# Please comment on this door for a large acrylic vivarium



## Guest (Nov 7, 2005)

I'm considering building 48x24x48 inch vivarium out of 1/2 acrylic. 

My idea for a door is to have a single sheet of acrylic that slides in runners, also made of acrylic. 

I would like to make it one single sheet so there's no seam in the middle of the view.

Questions:

1. If it's in a 1/2" channel, should the acrylic for the door itself be 3/8 or 1/2? I'm thinking 1/2 would be too snug.

2. Is a single sheet a good idea? I'm not sure how heavy the sheet is.

3. One problem I forsee is that the 3/8 acrylic could bow a bit and create a gap on either edge. I could reinforce the door to prevent that I think...

Here's a picture:


----------



## rjmarchisi (Feb 16, 2004)

If the door was the same width as the spacers used to make the channel it would not move at all. I would go with the 3/8" acrylic for the door and if it isnt snug enough for you, get 1/16" pieces and glue them to the door or channels.

rob


----------



## Scott (Feb 17, 2004)

Acrylic is going to warp - not good for a door! I see you've figured this out.

Why don't you use acrylic everywhere *but* the door? Use glass on the door? I suppose weight might be an issue in that case - but likely no more of an issue than acrylic warping.

s


----------



## Guest (Nov 7, 2005)

Suppose 3/8" acrylic in the configuration pictured below. Its braced on either end; by going into a channel on one end, and having an L support on the other...


----------



## Scott (Feb 17, 2004)

The person you need to talk with is Paul at FCA.

s


DanConnor said:


> Suppose 3/8" acrylic in the configuration pictured below. Its braced on either end; by going into a channel on one end, and having an L support on the other...


----------



## Guest (Nov 7, 2005)

Would that be Paul from the Federation of Canadian Archers, or Paul from the Farm Credit Association?


----------



## Darks!de (Nov 16, 2004)

Paul from First Class Aquatics lol.

Luke


----------



## Scott (Feb 17, 2004)

Y'know - like the blue ad in the DB Forum Sponsors?!?

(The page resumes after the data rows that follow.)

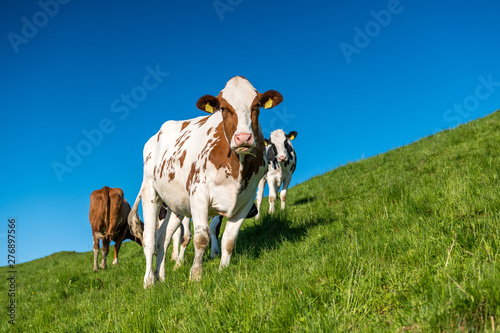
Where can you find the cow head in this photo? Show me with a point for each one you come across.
(280, 145)
(240, 103)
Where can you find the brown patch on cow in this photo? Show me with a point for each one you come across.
(229, 118)
(182, 157)
(182, 139)
(221, 156)
(202, 121)
(185, 124)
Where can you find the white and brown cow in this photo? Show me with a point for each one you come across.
(204, 167)
(108, 215)
(281, 161)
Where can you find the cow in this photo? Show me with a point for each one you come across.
(183, 233)
(202, 167)
(108, 216)
(281, 163)
(215, 231)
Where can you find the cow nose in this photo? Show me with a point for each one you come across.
(243, 138)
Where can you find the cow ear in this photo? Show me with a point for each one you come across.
(270, 99)
(208, 103)
(292, 135)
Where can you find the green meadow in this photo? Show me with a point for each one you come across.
(406, 241)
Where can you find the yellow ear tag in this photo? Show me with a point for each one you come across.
(209, 108)
(268, 104)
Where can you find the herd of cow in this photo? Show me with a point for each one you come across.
(210, 166)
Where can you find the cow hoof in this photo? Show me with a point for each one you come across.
(214, 254)
(147, 284)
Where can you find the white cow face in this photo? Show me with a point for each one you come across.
(240, 103)
(280, 145)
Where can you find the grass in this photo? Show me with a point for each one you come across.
(404, 241)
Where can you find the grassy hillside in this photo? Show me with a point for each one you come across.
(404, 241)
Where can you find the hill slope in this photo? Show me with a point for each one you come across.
(405, 241)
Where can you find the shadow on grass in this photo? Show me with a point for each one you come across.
(271, 231)
(304, 200)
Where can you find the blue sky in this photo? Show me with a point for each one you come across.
(358, 78)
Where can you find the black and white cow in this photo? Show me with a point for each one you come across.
(281, 163)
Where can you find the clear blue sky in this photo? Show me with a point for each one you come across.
(358, 78)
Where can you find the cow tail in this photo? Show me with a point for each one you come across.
(106, 209)
(134, 221)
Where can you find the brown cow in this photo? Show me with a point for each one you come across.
(108, 218)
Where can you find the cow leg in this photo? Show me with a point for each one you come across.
(105, 250)
(118, 244)
(199, 211)
(260, 194)
(286, 182)
(273, 188)
(230, 235)
(176, 240)
(96, 251)
(214, 235)
(150, 207)
(166, 231)
(186, 236)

Paul is a good guy - a bit busy but I'm sure he'll help you if he can.

s


Darks!de said:


> Paul from First Class Aquatics lol.


----------



## Guest (Nov 7, 2005)

Got it! :wink: 

I'll check it out...


----------



## Guest (Nov 13, 2005)

Hey Dan,
I used 1/4 aycrilic on the door for my viv, like you, I didn't want any seam in the field of vision. The door is 48" by 48" and folds down.
I framed the top and bottom with pieces of 2by2 with a 1/4" gap cut through the center. The piece came warped so I placed the bow facing out, it came in flush and has since stopped warping. So it worked out good, except for how easily it scratches when cleaning, even when following the manufacturers cleaning instructions. For that reason I would never use aycrilic again.


----------



## Guest (Nov 13, 2005)

Sounds interesting- do you have any pics of that configuration?

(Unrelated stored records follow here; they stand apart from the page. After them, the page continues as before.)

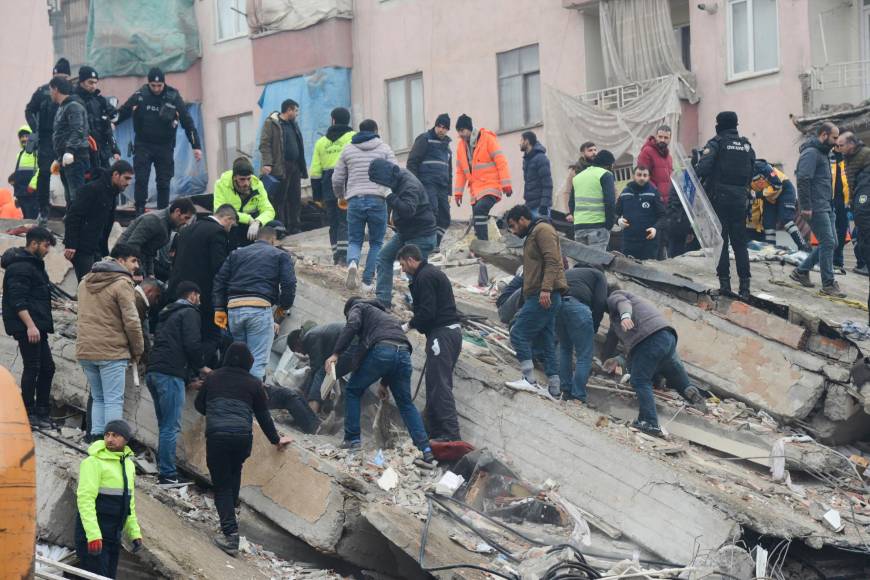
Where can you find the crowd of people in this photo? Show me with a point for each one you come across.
(196, 302)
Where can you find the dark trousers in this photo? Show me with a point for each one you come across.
(225, 453)
(480, 215)
(443, 346)
(163, 159)
(36, 375)
(733, 218)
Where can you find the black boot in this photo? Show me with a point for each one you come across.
(744, 289)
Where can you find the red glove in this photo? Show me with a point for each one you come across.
(95, 548)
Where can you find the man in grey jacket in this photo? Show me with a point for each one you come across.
(366, 203)
(815, 195)
(70, 137)
(650, 344)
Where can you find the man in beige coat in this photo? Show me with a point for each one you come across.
(109, 333)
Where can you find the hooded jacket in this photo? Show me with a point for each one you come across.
(25, 287)
(108, 322)
(412, 214)
(660, 166)
(105, 495)
(813, 176)
(351, 175)
(538, 180)
(177, 347)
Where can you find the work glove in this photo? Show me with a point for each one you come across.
(95, 548)
(253, 230)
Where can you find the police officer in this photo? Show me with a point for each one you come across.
(157, 109)
(100, 115)
(726, 167)
(40, 113)
(431, 161)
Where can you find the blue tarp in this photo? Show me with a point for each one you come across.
(317, 94)
(191, 177)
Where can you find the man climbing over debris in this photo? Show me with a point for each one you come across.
(650, 344)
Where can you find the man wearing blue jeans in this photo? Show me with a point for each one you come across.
(385, 354)
(413, 218)
(177, 353)
(252, 280)
(365, 199)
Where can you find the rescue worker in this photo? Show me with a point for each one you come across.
(100, 115)
(431, 161)
(40, 113)
(641, 215)
(327, 150)
(594, 201)
(106, 500)
(25, 170)
(436, 317)
(726, 167)
(157, 109)
(482, 166)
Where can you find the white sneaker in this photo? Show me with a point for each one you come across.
(352, 282)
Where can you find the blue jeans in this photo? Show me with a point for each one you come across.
(386, 258)
(254, 325)
(168, 394)
(823, 224)
(534, 321)
(107, 380)
(576, 336)
(364, 210)
(656, 354)
(394, 366)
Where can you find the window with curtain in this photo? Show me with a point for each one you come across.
(405, 115)
(519, 88)
(753, 37)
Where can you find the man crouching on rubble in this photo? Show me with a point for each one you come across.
(650, 344)
(385, 354)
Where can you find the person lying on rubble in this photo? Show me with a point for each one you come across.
(230, 397)
(106, 501)
(385, 354)
(650, 344)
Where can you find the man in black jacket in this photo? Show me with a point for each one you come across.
(412, 216)
(176, 355)
(27, 318)
(436, 317)
(90, 218)
(200, 252)
(157, 109)
(229, 398)
(431, 161)
(40, 113)
(385, 354)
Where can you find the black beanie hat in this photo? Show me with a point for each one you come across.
(155, 75)
(119, 427)
(87, 72)
(61, 67)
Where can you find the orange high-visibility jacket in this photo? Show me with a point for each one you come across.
(485, 171)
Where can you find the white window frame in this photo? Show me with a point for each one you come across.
(729, 32)
(217, 22)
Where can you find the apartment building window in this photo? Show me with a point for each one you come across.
(237, 138)
(753, 37)
(519, 88)
(405, 110)
(231, 22)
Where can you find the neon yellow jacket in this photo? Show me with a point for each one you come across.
(100, 494)
(255, 207)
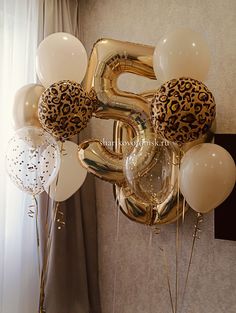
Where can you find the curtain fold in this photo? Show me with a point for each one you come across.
(72, 284)
(19, 277)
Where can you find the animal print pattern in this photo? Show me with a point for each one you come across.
(65, 108)
(182, 110)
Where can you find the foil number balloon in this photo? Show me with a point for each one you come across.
(109, 59)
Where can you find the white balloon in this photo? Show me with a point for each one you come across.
(32, 159)
(25, 108)
(207, 176)
(71, 174)
(181, 53)
(61, 56)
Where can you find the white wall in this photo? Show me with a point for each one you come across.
(141, 281)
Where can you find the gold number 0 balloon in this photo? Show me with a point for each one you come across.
(109, 59)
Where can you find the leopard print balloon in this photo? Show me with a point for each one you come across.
(65, 108)
(182, 110)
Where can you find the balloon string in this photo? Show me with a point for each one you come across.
(195, 236)
(177, 243)
(183, 211)
(149, 265)
(37, 232)
(48, 243)
(116, 251)
(165, 261)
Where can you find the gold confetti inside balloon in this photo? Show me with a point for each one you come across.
(32, 159)
(182, 110)
(65, 108)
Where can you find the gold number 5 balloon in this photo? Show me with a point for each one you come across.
(109, 59)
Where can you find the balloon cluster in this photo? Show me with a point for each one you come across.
(183, 110)
(158, 126)
(35, 161)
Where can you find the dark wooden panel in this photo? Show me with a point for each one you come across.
(225, 214)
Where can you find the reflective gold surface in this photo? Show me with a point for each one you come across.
(109, 59)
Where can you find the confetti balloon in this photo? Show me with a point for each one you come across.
(65, 108)
(32, 159)
(182, 110)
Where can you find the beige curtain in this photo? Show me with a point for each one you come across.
(72, 283)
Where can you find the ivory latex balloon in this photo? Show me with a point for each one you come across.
(32, 159)
(61, 56)
(71, 174)
(25, 108)
(207, 176)
(181, 53)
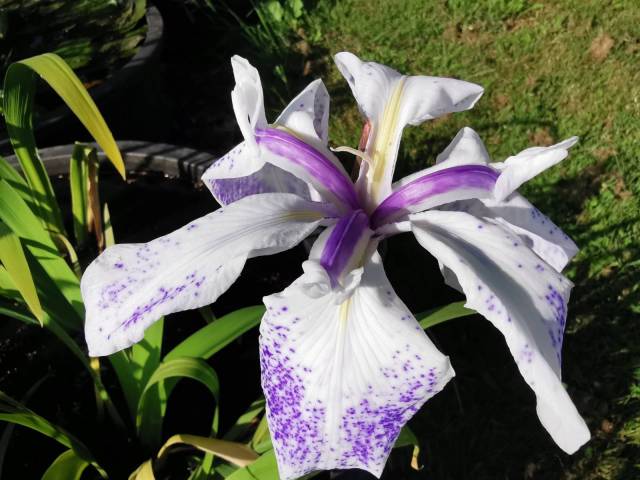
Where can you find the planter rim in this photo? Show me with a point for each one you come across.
(175, 161)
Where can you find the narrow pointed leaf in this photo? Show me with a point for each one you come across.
(68, 466)
(109, 238)
(236, 453)
(149, 426)
(143, 472)
(19, 218)
(215, 336)
(53, 70)
(442, 314)
(246, 420)
(78, 183)
(14, 412)
(13, 258)
(264, 468)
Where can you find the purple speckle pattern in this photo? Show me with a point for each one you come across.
(268, 179)
(558, 305)
(130, 286)
(339, 389)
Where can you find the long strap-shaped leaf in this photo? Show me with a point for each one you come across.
(193, 368)
(19, 92)
(14, 412)
(68, 466)
(202, 344)
(439, 315)
(13, 258)
(21, 220)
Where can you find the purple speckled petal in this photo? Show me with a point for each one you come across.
(130, 286)
(443, 186)
(341, 377)
(309, 164)
(521, 295)
(535, 229)
(269, 179)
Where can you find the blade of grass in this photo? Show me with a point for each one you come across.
(150, 426)
(18, 217)
(13, 258)
(78, 183)
(246, 420)
(68, 466)
(109, 239)
(213, 337)
(143, 472)
(233, 452)
(14, 412)
(439, 315)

I guess you could eventually replace the door if it got too scratched; but what exactly is scratching it? Cleaning it off with a rag or something should cause problems...


----------



## Guest (Nov 13, 2005)

Hey Dan,
I don't have any pics that show how it works. I can ask my girlfriend to bring her digi cam over and I'll take them if your interested. I do have is some full tank shots that show the overall look. The measurements are smaller than I originally posted (working midnights and having delusions of grandure I guess) its 38" tall and 28" wide.
I used a piano hinge on the bottom piece of 2 by 2 that mounts to a piece of plywood that the tank sits on. I had to build the stand high to allow room for it to swing fully down without touching the floor. I also built the stand to recess under the tank 3" to allow for the hinge and 2 by 2 clearance when fully open. I put the plexi into the 1/4 gap and predrill through wood and plexi on the inward side of the 2 by2 frame, so screw where not visiable. I used silicone in the gap, it doesn't adhere well for water tightness but stops the plexi from banging around in its gap. 
I've heard of scratch resistant acyrilic, I imagine its quite expensive though. I also found safety film on the net somewhere, a DIY product thats invisiable when applied and will stop the scratching. I use my central vac hovering above the aycrilic to pull off any dust or debris, soft rags and I don't use any ammonia based cleaners ( not condusive with darts anyways) and its still getting scratches.
Hope this helps, I'll get some pics to make sense of my babbling.


----------



## Guest (Nov 14, 2005)

Wow, nice job! Looks great.

You want cell-cast acrylic as opposed to extruded- do you know which you used for that?


----------



## Guest (Nov 15, 2005)

I used extruded, thinking that I could get around scratching if I was careful. I am in the process of being corrected :roll:


----------



## Guest (Dec 2, 2005)

After further pondering I think I'll just leave off the front door altogether. 24x48x48 inches is pretty big; I think I can just put hinged doors on the sides and leave the front clean. Hopefully that will provide easy enough access...


----------



## Guest (Jan 30, 2006)

After coniderable more pondering, I decided to stick with that. I could make a hinged door around 20x30 inches on each side. That won't be as convenient as having the front come right off, but I think the trade off for a clean unblemished sheet on the front is a fair one.

My next thought. Being in an "aquarium" state-of-mind, I assumed I would have the top openable too. But really I guess there is no reason for any opening other than a ventilation strip across the front.


----------